Men spreekt van een kogelgewricht (b.v. het schoudergewricht). Is bij het kogelgewricht de kom groter dan de helft van de kop, dan zal het aantal draaiingsassen gelijk blijven, maar de maximale uitslag van iedere beweging zal kleiner zijn. Dit is het geval bij het ➝heupgewricht (ook wel nootgewricht genoemd). Bij kogelgewrichten worden de gewrichtsvlakken door grote om het gewricht liggende spieren tegen elkaar gedrukt.

Heeft de kop de vorm van een half ei met een erbij passende vorm van de kom, dan zijn slechts bewegingen om twee assen mogelijk (ellipsoïdvormig gewricht), b.v. het polsgewricht. Ook kunnen de uiteinden een zadelvorm hebben, waarbij eveneens bewegingen om twee assen mogelijk zijn, b.v. het gewricht tussen het middenhandsbeen van de duim en handwortel. Tenslotte kan de kop de vorm van een cilinder hebben en de kom een daarbij passende uitholling. Dan is slechts beweging mogelijk om één as, en wel de as van de cilinder. Staat deze as loodrecht op de lengteas van de beenderen, dan spreekt men van een scharniergewricht, b.v. het kniegewricht, tussen dijbeen en scheenbeen en het elleboogsgewricht tussen opperarmbeen en ellepijp. Valt de as van beweging samen met de lengteas van een der beenstukken, zoals dat bij het gewricht tussen de beide beenderen van de onderarm (spaakbeen en ellepijp) het geval is, dan heeft men een rolgewricht.

Soms zijn de beide gewrichtsvlakken plat, zoals bij de gewrichten tussen de dwarsuitsteeksels van de wervels. Dit zijn schuifgewrichten. Het is mogelijk dat het gewrichtskapsel zo kort is dat er vrijwel geen bewegingen in dat gewricht mogelijk zijn. Dit zijn amfiartrosen of straffe gewrichten, b.v. de verbinding tussen het heiligbeen en het heupbeen. Wanneer meer dan twee beenstukken in een gewricht met elkaar verbonden zijn, heeft men een samengesteld gewricht, b.v. het elleboogsgewricht.

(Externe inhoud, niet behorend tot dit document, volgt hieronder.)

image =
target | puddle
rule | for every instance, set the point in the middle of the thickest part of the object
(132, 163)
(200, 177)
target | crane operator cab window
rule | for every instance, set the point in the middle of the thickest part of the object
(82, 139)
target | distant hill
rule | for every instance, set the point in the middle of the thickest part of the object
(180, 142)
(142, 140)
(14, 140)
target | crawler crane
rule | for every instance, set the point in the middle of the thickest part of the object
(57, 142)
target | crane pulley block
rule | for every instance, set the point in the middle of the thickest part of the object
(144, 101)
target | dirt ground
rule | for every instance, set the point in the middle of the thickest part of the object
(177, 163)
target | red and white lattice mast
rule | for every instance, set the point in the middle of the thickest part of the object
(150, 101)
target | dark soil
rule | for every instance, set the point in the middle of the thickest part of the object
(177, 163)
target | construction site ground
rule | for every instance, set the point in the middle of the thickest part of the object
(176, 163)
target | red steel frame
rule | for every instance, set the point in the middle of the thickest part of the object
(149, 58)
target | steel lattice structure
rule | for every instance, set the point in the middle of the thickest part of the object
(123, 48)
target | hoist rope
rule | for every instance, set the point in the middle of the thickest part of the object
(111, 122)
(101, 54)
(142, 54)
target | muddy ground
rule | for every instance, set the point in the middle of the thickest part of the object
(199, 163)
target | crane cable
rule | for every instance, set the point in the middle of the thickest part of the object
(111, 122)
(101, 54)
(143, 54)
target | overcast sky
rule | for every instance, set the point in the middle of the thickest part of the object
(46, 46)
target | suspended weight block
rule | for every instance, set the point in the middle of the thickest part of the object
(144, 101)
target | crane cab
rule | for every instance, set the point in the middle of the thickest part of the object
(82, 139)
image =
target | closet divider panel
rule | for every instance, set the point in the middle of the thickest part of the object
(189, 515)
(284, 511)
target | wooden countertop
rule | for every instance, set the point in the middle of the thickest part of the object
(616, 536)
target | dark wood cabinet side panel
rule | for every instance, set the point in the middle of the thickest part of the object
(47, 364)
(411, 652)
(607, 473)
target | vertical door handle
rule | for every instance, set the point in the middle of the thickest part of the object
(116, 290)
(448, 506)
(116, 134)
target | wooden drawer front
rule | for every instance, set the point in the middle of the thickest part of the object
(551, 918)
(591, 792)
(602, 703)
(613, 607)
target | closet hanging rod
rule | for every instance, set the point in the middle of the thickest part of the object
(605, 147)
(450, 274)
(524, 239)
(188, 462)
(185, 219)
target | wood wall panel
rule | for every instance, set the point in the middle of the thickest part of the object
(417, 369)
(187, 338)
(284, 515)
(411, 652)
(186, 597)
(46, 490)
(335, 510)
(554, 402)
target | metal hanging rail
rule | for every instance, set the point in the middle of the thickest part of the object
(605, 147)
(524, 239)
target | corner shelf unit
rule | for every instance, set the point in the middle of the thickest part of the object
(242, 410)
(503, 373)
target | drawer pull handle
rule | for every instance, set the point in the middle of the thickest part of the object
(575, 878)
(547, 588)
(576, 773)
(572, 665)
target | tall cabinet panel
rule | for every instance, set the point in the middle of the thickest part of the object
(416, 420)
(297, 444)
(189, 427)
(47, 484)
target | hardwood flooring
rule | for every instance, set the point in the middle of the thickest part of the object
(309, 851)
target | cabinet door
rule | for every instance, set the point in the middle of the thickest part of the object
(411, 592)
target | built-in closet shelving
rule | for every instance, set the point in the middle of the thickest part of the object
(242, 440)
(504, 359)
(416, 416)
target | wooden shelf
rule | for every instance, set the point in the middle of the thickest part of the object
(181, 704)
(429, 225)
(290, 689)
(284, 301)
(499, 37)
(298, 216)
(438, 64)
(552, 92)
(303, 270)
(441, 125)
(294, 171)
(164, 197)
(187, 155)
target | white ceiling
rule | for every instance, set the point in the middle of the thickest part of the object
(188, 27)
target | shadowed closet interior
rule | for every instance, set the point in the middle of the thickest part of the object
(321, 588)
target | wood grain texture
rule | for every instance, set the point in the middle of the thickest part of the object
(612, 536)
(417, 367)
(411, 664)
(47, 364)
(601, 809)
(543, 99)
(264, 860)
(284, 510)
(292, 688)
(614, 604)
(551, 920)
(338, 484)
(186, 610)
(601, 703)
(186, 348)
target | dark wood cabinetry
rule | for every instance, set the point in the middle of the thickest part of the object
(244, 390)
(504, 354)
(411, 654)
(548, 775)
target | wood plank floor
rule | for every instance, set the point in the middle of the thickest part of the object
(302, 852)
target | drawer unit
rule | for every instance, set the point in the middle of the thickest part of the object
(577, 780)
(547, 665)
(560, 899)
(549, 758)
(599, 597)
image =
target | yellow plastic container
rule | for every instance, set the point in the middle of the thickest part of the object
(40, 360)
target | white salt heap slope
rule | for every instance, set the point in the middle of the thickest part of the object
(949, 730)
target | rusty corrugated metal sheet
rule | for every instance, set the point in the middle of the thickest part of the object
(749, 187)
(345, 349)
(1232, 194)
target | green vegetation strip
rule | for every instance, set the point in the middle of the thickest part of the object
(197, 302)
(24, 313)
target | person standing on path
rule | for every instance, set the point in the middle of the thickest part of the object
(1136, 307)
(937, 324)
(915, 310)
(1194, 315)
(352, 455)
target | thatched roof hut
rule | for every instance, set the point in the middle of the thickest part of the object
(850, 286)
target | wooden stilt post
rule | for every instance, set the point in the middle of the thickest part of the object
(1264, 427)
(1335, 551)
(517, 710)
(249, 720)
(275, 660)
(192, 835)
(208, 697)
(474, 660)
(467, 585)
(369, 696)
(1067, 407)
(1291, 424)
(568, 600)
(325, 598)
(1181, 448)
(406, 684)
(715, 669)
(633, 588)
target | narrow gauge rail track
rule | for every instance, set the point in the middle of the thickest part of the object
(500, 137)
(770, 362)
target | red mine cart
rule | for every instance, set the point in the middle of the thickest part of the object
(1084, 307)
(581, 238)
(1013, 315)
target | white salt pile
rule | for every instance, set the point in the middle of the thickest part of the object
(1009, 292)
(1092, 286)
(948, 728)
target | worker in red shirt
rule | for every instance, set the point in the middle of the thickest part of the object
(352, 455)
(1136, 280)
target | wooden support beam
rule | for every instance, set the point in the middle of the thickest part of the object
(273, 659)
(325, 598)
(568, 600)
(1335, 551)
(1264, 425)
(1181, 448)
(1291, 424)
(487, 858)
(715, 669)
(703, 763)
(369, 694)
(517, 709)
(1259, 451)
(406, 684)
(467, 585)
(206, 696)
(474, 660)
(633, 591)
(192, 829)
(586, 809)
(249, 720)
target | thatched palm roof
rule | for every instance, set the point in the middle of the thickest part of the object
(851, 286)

Naast deze normale gewrichten kent men ook de schijngewrichten (➝pseudartrose), die ontstaan wanneer na een beenbreuk de gebroken uiteinden niet door beenweefsel met elkaar vergroeien, maar slechts door bindweefsel. De bruikbaarheid van het getroffen beenstuk is dan aanmerkelijk verminderd. Een nieuw gewricht (neoartrose) kan ontstaan wanneer de kop uit de kom schiet (➝ontwrichting) en zich een nieuwe kom vormt op de plaats waar de kop tegen een beenstuk rust. Ter vervanging van een verstijfd gewricht tracht men wel een kunstmatig gewricht in te brengen, waarvoor diverse materialen worden gebruikt die in de vorm van het beschadigde deel operatief worden ingebracht en vastgehecht op de gewenste plaats (dijbeenhalsbreuk, ➝osteosynthese).

PLANTKUNDE. Een gewricht (of articulatie) is een bijzondere weefsellaag, b.v. op de plaats waar een orgaan verbonden is met een ander (b.v. de verdikte voet van een bladsteel), dat door uitzetting of inkrimping bewegingen van het orgaan kan veroorzaken. De ‘slaapstand’ van klaverblaadjes en van vele andere bladeren (➝Leguminosae, ➝Phyllanthus, ➝Oxalidaceae, ➝Cabomba), en de reacties van kruidje-roer-me-niet worden door gewrichten teweeg gebracht.